On February 5, 2026, Ivey scheduled Burton's death sentence to be carried out by nitrogen hypoxia on March 12, 2026. Eight years prior in 2018, Burton was one of the 56 inmates who chose to be executed by nitrogen hypoxia, which was then passed by the state as an alternative execution method apart from its primary option of lethal injection. The method was first used by Alabama to carry out the controversial execution of Kenneth Eugene Smith in 2024. Burton was reportedly the eighth condemned person scheduled to be put to death by nitrogen hypoxia in Alabama.

After the execution date was reported to the public, there were numerous calls for clemency in Burton's case, and some national advocacy groups, including the Council on American-Islamic Relations (CAIR), appealed to the state to commute his sentence. Battle's daughter appealed to the governor for clemency for Burton and cited her opposition to the execution of her father's killer. Six of the eight living jurors who voted for the death sentence in Burton's original murder trial also expressed their agreement to clemency and sparing Burton's life. Burton also petitioned for clemency from Alabama Governor, hoping to have his sentence commuted to life imprisonment, and he wrote an apology letter to the family of the victim to express remorse for his actions.

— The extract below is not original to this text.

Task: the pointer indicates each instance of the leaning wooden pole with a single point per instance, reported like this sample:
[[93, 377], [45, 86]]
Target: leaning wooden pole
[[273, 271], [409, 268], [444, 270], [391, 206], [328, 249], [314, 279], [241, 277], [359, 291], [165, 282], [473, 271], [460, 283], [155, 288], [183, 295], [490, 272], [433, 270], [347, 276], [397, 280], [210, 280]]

Apart from this, it was reported that during his incarceration on death row, Burton had experienced a multitude of health problems, including rheumatoid arthritis, which eventually led to Burton using the wheelchair due to limited mobility. Burton also suffered from a stroke recently before his scheduled execution, and he was diagnosed with a delusional disorder. There were concerns that Burton's old age of 75 and poor health should have precluded him from execution.

On the other hand, Alabama's Attorney-General Steve Marshall opposed to granting clemency to Burton, and Gina Maiola, the spokesperson for Ivey, stated that the governor was carefully deliberating over the case of Burton, but she also stated that Ivey had no intention of issuing clemency at that point. In fact, up to that point in her governorship tenure, Ivey had commuted only one death sentence to life without parole.

On March 3, 2026, Burton appealed to the U.S. Supreme Court to review his case.

===Clemency===
On March 10, 2026, Alabama Governor Kay Ivey commuted Burton's death sentence to life in prison without possibility of parole. Burton was the second prisoner on death row to be granted clemency by Ivey since she took office in 2017, the first being Robin Myers.